Network Working Group                                          M. Kerwin
Internet-Draft                                                       QUT
Intended status: Standards Track                           July 29, 2013
Expires: January 30, 2014

The 'file' URI Scheme
draft-kerwin-file-scheme-06

Abstract

This document specifies the file Uniform Resource Identifier (URI)
scheme that was originally specified in [RFC1738].  The purpose of
this document is to keep the information about the scheme on
standards track, since [RFC1738] has been made obsolete, and to
promote interoperability by resolving disagreements between various
implementations.

This draft should be discussed on its github project page [github].
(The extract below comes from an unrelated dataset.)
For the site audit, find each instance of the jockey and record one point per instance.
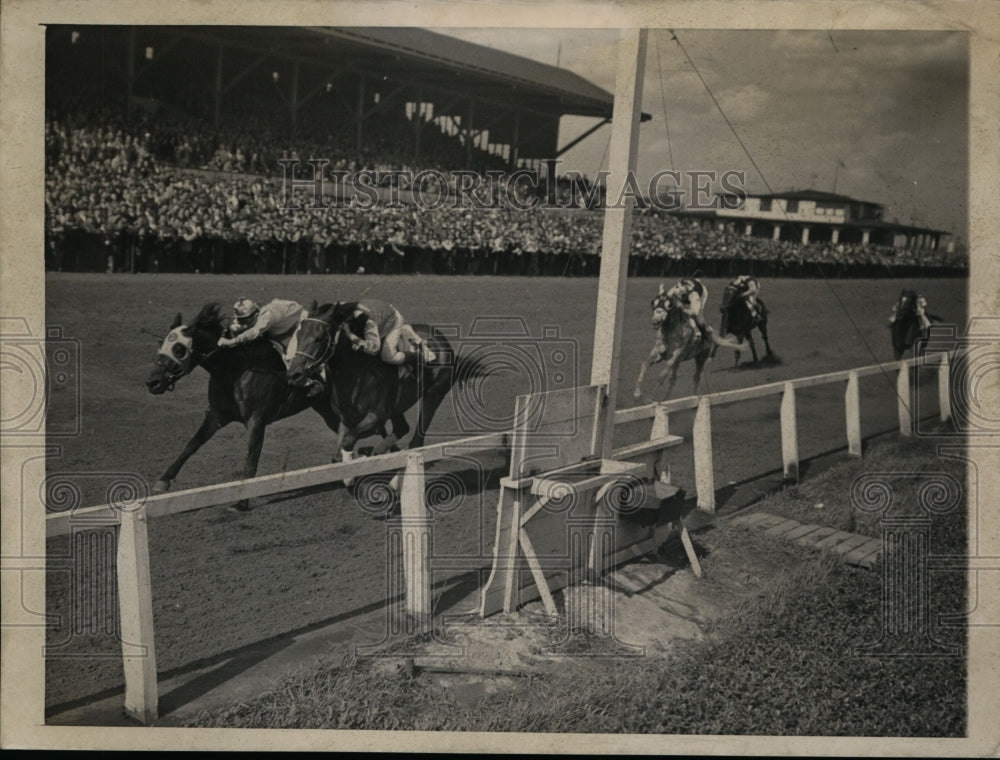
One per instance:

1.  Introduction  . . . . . . . . . . . . . . . . . . . . . . . .   3
1.1.  History . . . . . . . . . . . . . . . . . . . . . . . . .   3
1.2.  Conventions and Terminology . . . . . . . . . . . . . . .   4
2.  Scheme Definition . . . . . . . . . . . . . . . . . . . . . .   4
2.1.  Syntax  . . . . . . . . . . . . . . . . . . . . . . . . .   5
3.  Implementation Notes  . . . . . . . . . . . . . . . . . . . .   6
3.1.  Hierarchical Structure  . . . . . . . . . . . . . . . . .   6
3.2.  Relative file paths . . . . . . . . . . . . . . . . . . .   7
3.3.  Drives, drive letters, mount points, file system root . .   7
3.4.  UNC File Paths  . . . . . . . . . . . . . . . . . . . . .   8
3.5.  Namespaces  . . . . . . . . . . . . . . . . . . . . . . .   9
4.  Encoding and Character Set Considerations . . . . . . . . . .   9
5.  Security Considerations . . . . . . . . . . . . . . . . . . .  10
6.  IANA Considerations . . . . . . . . . . . . . . . . . . . . .  10
6.1.  URI Scheme Name . . . . . . . . . . . . . . . . . . . . .  10
6.2.  Status  . . . . . . . . . . . . . . . . . . . . . . . . .  10
6.3.  URI Scheme Syntax . . . . . . . . . . . . . . . . . . . .  10
6.4.  URI Scheme Semantics  . . . . . . . . . . . . . . . . . .  11
6.5.  Encoding Considerations . . . . . . . . . . . . . . . . .  11
6.6.  Applications/Protocols That Use This URI Scheme Name  . .  11
6.7.  Interoperability Considerations . . . . . . . . . . . . .  12
6.8.  Security Considerations . . . . . . . . . . . . . . . . .  12
6.9.  Contact . . . . . . . . . . . . . . . . . . . . . . . . .  12
6.10. Author/Change Controller  . . . . . . . . . . . . . . . .  12
6.11. References  . . . . . . . . . . . . . . . . . . . . . . .  12
7.  Acknowledgements  . . . . . . . . . . . . . . . . . . . . . .  13
8.  References  . . . . . . . . . . . . . . . . . . . . . . . . .  13
8.1.  Normative References  . . . . . . . . . . . . . . . . . .  13
8.2.  Informative References  . . . . . . . . . . . . . . . . .  14
Author's Address  . . . . . . . . . . . . . . . . . . . . . . . .  15

1.  Introduction

The 'file' URI scheme has historically had little or no
interoperability between platforms.  Further, implementers on a
single platform have often disagreed on the syntax to use for a
particular filesystem.  This document attempts to resolve those
problems, and define a standard scheme which is interoperable between
different extant and future implementations.  Additionally, it aims
to ease implementation by conforming to a general syntax that allows
existing URI parsing machinery to parse 'file' URIs.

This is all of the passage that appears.